CDU-Chef Friedrich Merz hat in den vergangenen Monaten eine schwarz-grüne Koalition immer wieder ausgeschlossen, sich aber eine Hintertür gelassen, durch die Habeck mit seiner Personalrochade jetzt hindurch geht: "Wenn die Grünen sich ändern, kann sich auch das noch einmal ändern", sagte Merz etwa im ARD-Interview. Eine neue Bundesspitze, verbunden mit einem neuen, noch pragmatischen Kurs - das könnte für Merz genug Raum bieten, um zu sagen: Jetzt geht es doch.
Wahlkampf mit stagnierender Wirtschaft
Das neue Führungspersonal soll offenbar auch den Themenfokus für das kommende Jahr verschieben. Die bisherige Co-Parteivorsitzende Ricarda Lang stand vor allem für Sozialpolitik, der scheidende Co-Vorsitzende Omid Nouripour hat sich als Außenpolitiker profiliert. Die Grünen erwarten nun einen Wahlkampf, in dem die stagnierende Wirtschaft in den Vordergrund rückt.
"Wir brauchen mehr Wirtschaftskompetenz in unserer Partei, gerade in Zeiten wie diesen, wo wir in einer Krise stecken", sagt Danyal Bayaz. Vor allem Franziska Brantner, Staatssekretärin im Wirtschaftsministerium, könne dort Stärken ausspielen, findet Bayaz. Auch Felix Banaszak, bislang in der Bundestagsfraktion Experte für Haushalt und Wirtschaft, steht für diesen Kurs.
Welche Themen wollen die Grünen noch ins Schaufenster stellen? Beim "Zukunftskongress" gibt es viele Gesprächsrunden und Workshops - aber keine davon befasst sich mit Migration. Baerbock zumindest will beim Kongressauftakt diese Leerstelle nicht offen lassen. "Wenn wir uns nicht trauen, uns dieser Debatte zu stellen, dann gewinnen die, die nicht auf dem Boden des Grundgesetzes stehen", sagt sie im großen Kinosaal.
Das Klimageld könnte die Linken versöhnen
Damit nimmt sie auch auf, welchen Wirbel Parteikollege Cem Özdemir zuletzt auslöste - auch in Parteikreisen.

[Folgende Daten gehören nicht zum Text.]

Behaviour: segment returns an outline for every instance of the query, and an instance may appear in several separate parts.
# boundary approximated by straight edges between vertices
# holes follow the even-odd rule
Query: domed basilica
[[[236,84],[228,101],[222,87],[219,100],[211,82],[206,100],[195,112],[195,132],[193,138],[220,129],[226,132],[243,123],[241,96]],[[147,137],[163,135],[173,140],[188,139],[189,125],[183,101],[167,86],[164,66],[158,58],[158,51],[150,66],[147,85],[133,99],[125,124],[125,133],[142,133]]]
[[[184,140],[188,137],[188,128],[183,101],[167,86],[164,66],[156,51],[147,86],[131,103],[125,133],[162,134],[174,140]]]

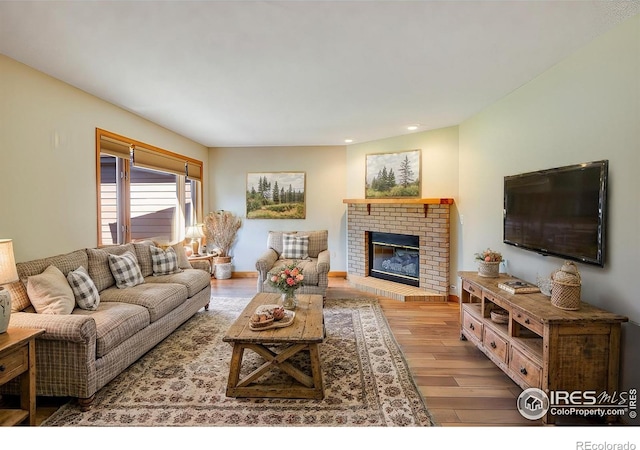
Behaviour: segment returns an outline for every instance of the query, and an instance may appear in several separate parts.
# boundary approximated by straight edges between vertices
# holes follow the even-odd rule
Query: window
[[[202,162],[96,130],[98,245],[177,242],[202,222]]]

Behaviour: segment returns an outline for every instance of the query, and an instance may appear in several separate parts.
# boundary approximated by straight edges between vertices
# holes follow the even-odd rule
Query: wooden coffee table
[[[324,398],[324,384],[318,345],[324,341],[324,316],[321,295],[298,295],[293,324],[284,328],[254,331],[249,319],[260,305],[279,304],[279,294],[259,293],[242,311],[222,339],[233,345],[227,383],[228,397]],[[276,348],[277,351],[276,353]],[[252,350],[264,359],[264,364],[240,379],[245,350]],[[311,376],[296,367],[290,358],[309,352]],[[290,375],[293,383],[264,385],[256,382],[271,370]]]

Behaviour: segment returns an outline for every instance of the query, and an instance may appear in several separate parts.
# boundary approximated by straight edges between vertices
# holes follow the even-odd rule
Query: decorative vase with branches
[[[204,219],[207,243],[217,248],[218,257],[231,260],[233,246],[242,220],[230,211],[210,212]]]

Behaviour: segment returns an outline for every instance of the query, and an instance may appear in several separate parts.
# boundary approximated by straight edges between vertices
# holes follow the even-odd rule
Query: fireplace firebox
[[[420,241],[418,236],[369,232],[369,276],[420,285]]]

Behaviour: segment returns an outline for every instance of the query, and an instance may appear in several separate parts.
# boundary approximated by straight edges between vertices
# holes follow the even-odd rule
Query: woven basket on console
[[[580,273],[575,263],[567,261],[551,277],[551,304],[556,308],[576,311],[580,309]]]
[[[499,261],[479,261],[478,262],[478,275],[487,278],[498,278],[500,276],[500,262]]]

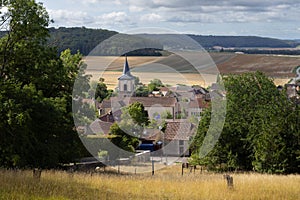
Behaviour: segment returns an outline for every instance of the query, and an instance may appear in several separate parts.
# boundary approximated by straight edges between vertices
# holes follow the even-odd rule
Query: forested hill
[[[70,48],[73,53],[77,50],[83,55],[88,55],[94,47],[96,47],[103,40],[117,34],[118,32],[103,30],[103,29],[89,29],[89,28],[50,28],[51,39],[50,44],[58,46],[58,50]],[[153,39],[158,35],[153,35]],[[203,36],[203,35],[189,35],[206,49],[213,46],[222,47],[269,47],[269,48],[290,48],[296,47],[300,42],[293,40],[280,40],[266,37],[256,36]],[[148,35],[147,38],[151,38]],[[127,38],[128,39],[128,38]],[[130,39],[130,38],[129,38]],[[117,48],[117,47],[116,47]],[[106,55],[111,53],[111,49],[107,49]],[[137,54],[146,55],[144,52]],[[154,55],[155,52],[148,51],[149,54]],[[155,54],[157,56],[157,54]]]
[[[85,27],[77,28],[49,28],[50,39],[49,45],[58,47],[58,51],[61,52],[67,48],[71,49],[72,53],[76,53],[79,50],[83,55],[88,55],[99,43],[108,39],[109,37],[118,34],[116,31],[104,30],[104,29],[90,29]],[[0,32],[0,36],[5,32]],[[149,35],[148,35],[149,36]],[[155,39],[159,35],[151,35]],[[269,47],[269,48],[290,48],[296,47],[300,44],[300,41],[296,40],[280,40],[266,37],[256,36],[203,36],[203,35],[189,35],[191,38],[199,42],[204,48],[209,49],[213,46],[221,47]],[[113,47],[107,49],[105,55],[114,55]],[[157,55],[155,51],[136,52],[141,55]]]
[[[56,46],[61,52],[71,49],[72,53],[77,50],[83,55],[88,55],[100,42],[118,34],[115,31],[88,28],[50,28],[49,44]]]
[[[225,48],[234,47],[260,47],[260,48],[294,48],[299,45],[295,40],[280,40],[275,38],[257,37],[257,36],[203,36],[189,35],[199,42],[203,47],[210,48],[221,46]]]

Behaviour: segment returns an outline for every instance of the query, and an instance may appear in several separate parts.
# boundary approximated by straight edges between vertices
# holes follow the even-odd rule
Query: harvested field
[[[293,69],[300,65],[300,56],[248,55],[237,54],[218,64],[222,74],[262,71],[275,78],[295,76]]]
[[[262,71],[274,78],[275,84],[283,85],[295,76],[293,69],[300,65],[300,56],[249,55],[234,53],[206,53],[198,57],[189,57],[191,62],[198,60],[201,66],[197,70],[182,57],[128,57],[132,74],[138,76],[143,83],[154,78],[161,79],[164,84],[186,84],[209,86],[215,82],[216,75],[240,74],[251,71]],[[199,61],[200,60],[200,61]],[[88,64],[87,73],[92,80],[105,79],[110,89],[116,87],[117,78],[122,73],[124,57],[91,56],[85,58]],[[217,67],[216,67],[217,66]],[[199,71],[201,75],[199,74]]]
[[[109,89],[114,89],[117,87],[118,77],[121,76],[122,72],[120,71],[88,71],[89,74],[92,74],[92,81],[99,80],[100,77],[105,79],[105,84]],[[208,87],[211,83],[215,82],[215,76],[213,75],[204,75],[204,79],[199,74],[178,74],[178,73],[142,73],[142,72],[132,72],[134,76],[139,77],[142,83],[147,84],[150,80],[158,78],[162,80],[164,84],[176,85],[178,83],[185,85],[202,85]]]

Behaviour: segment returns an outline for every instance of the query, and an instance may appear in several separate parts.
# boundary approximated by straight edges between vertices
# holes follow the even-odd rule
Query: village
[[[85,128],[79,127],[81,132],[84,132],[84,137],[109,136],[113,123],[122,120],[122,108],[139,102],[147,111],[151,125],[143,127],[142,134],[137,136],[139,145],[136,147],[136,154],[141,155],[144,152],[142,155],[146,154],[148,161],[150,156],[170,157],[170,161],[173,157],[173,162],[180,157],[190,156],[189,145],[196,134],[201,112],[208,108],[212,98],[211,92],[217,87],[213,86],[211,91],[208,91],[200,86],[178,84],[158,87],[157,91],[151,91],[148,96],[136,96],[136,87],[138,86],[135,85],[135,76],[131,74],[130,65],[125,57],[123,73],[118,78],[116,88],[118,95],[96,102],[98,119]],[[225,94],[217,94],[225,98]]]
[[[299,69],[297,73],[299,75]],[[290,99],[297,96],[298,79],[299,77],[294,78],[285,86],[278,86],[278,90],[286,88]],[[98,118],[85,127],[78,127],[79,132],[85,138],[109,138],[111,126],[122,121],[122,108],[139,102],[147,111],[151,123],[142,127],[142,134],[137,134],[135,131],[127,133],[136,136],[139,145],[135,148],[134,156],[119,157],[118,163],[130,165],[133,157],[137,157],[142,162],[150,162],[153,159],[163,162],[162,157],[165,158],[164,164],[188,162],[186,157],[191,155],[190,143],[197,132],[201,113],[209,107],[212,98],[226,99],[226,92],[220,92],[217,83],[213,83],[209,89],[198,85],[178,84],[157,87],[147,96],[138,96],[135,93],[138,87],[136,77],[132,75],[127,56],[125,56],[123,72],[118,78],[118,86],[115,89],[117,95],[103,99],[102,102],[85,99],[86,102],[95,104]],[[123,117],[128,117],[128,115]],[[100,149],[105,149],[103,144],[99,146]],[[107,161],[109,160],[108,152],[106,153],[104,156],[100,153],[102,156],[99,157],[95,152],[92,155],[96,155],[98,161],[105,160],[107,164],[110,164],[111,162]]]

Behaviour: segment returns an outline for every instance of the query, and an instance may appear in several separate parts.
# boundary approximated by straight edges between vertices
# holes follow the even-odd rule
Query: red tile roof
[[[168,122],[165,140],[189,140],[194,135],[195,127],[190,122]]]

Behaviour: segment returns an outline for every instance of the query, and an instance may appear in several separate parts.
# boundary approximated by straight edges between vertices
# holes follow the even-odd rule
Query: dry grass
[[[70,175],[43,171],[40,181],[30,171],[0,172],[0,199],[300,199],[299,175],[233,174],[228,189],[222,174],[200,171],[181,176],[180,166],[151,174]]]

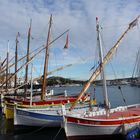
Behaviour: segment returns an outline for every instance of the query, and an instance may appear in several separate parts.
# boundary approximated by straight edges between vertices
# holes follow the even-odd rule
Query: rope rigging
[[[125,98],[124,98],[124,95],[123,95],[123,92],[122,92],[122,88],[121,88],[121,86],[118,86],[118,89],[120,90],[120,93],[121,93],[121,96],[122,96],[123,102],[124,102],[125,105],[127,106],[128,104],[126,103],[126,100],[125,100]]]
[[[139,23],[137,23],[137,29],[138,29],[138,35],[139,35],[139,39],[140,39],[140,27],[139,27]],[[137,77],[140,77],[140,43],[139,43],[139,48],[138,48],[138,52],[137,52],[137,58],[136,58],[136,75]]]
[[[117,42],[113,45],[113,47],[108,51],[108,53],[106,54],[106,56],[103,58],[103,63],[101,63],[101,65],[105,65],[113,57],[113,54],[115,53],[115,51],[119,47],[120,42],[123,40],[123,38],[125,37],[125,35],[129,32],[129,30],[131,30],[133,27],[136,26],[136,23],[137,23],[137,21],[138,21],[139,18],[140,18],[140,15],[137,16],[137,18],[135,18],[132,22],[129,23],[127,29],[123,32],[123,34],[119,37],[119,39],[117,40]],[[96,78],[98,77],[98,75],[101,73],[101,65],[99,65],[96,68],[96,70],[93,72],[93,74],[91,75],[91,77],[88,80],[88,82],[84,85],[84,87],[82,88],[82,90],[81,90],[79,96],[77,97],[76,101],[71,105],[70,111],[75,107],[76,103],[85,94],[85,92],[90,87],[91,83],[93,81],[95,81]]]

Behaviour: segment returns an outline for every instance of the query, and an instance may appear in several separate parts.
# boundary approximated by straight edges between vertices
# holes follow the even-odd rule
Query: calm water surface
[[[50,87],[51,89],[51,87]],[[82,86],[55,87],[54,93],[67,91],[67,94],[78,94]],[[88,93],[93,94],[94,87],[91,86]],[[95,87],[97,102],[103,102],[102,88]],[[117,86],[108,87],[108,96],[111,107],[119,105],[130,105],[140,103],[140,88],[131,86],[121,86],[121,91]],[[125,102],[124,102],[125,99]],[[44,128],[44,127],[14,127],[12,120],[5,120],[4,116],[0,117],[0,140],[66,140],[65,132],[61,128]],[[111,138],[112,140],[114,138]]]
[[[129,105],[140,103],[140,88],[139,87],[132,87],[129,85],[122,85],[121,91],[118,89],[118,86],[108,86],[108,98],[111,103],[111,107],[116,107],[119,105]],[[94,94],[95,88],[95,95],[97,102],[103,102],[103,92],[101,86],[91,86],[87,91],[90,94]],[[67,91],[68,95],[70,94],[79,94],[82,86],[73,86],[73,87],[55,87],[54,93],[64,92]],[[123,101],[125,99],[125,102]]]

Özdemir hatte geschildert, dass seine Tochter und ihre Freundinnen von Männern mit Migrationshintergrund "unangenehm begafft" würden. Das empfanden manche bei den Grünen als Spiel mit Klischees. Baerbock sieht das anders: Dass Özdemir so etwas thematisiere, sei "gut und richtig", so Baerbock. "Wir sagen nicht: Manche Realitäten können wir ausblenden."
Migration wird aber sicher nicht das Hauptthema des grünen Wahlkampfes werden, so viel ist sicher. Eine Wahlkampfforderung, die man aus Parteikreisen immer wieder hört, ist die nach einer schnellen Einführung des Klimagelds. Bislang hängt das Instrument im FDP-geführten Finanzministerium fest, das an einer technischen Umsetzung arbeitet.
100 bis 150 Euro pro Person jährlich, so hoch könnte das Klimageld laut Experten sein - als Ausgleich für steigende CO2-Preise, die etwa auf Gas oder Öl zu zahlen sind. Dieses Instrument finden auch linke Sozialpolitiker wichtig. Sie wären so vielleicht mit einem Realo-Wahlkampf des Habeck-Lagers für den Moment versöhnt.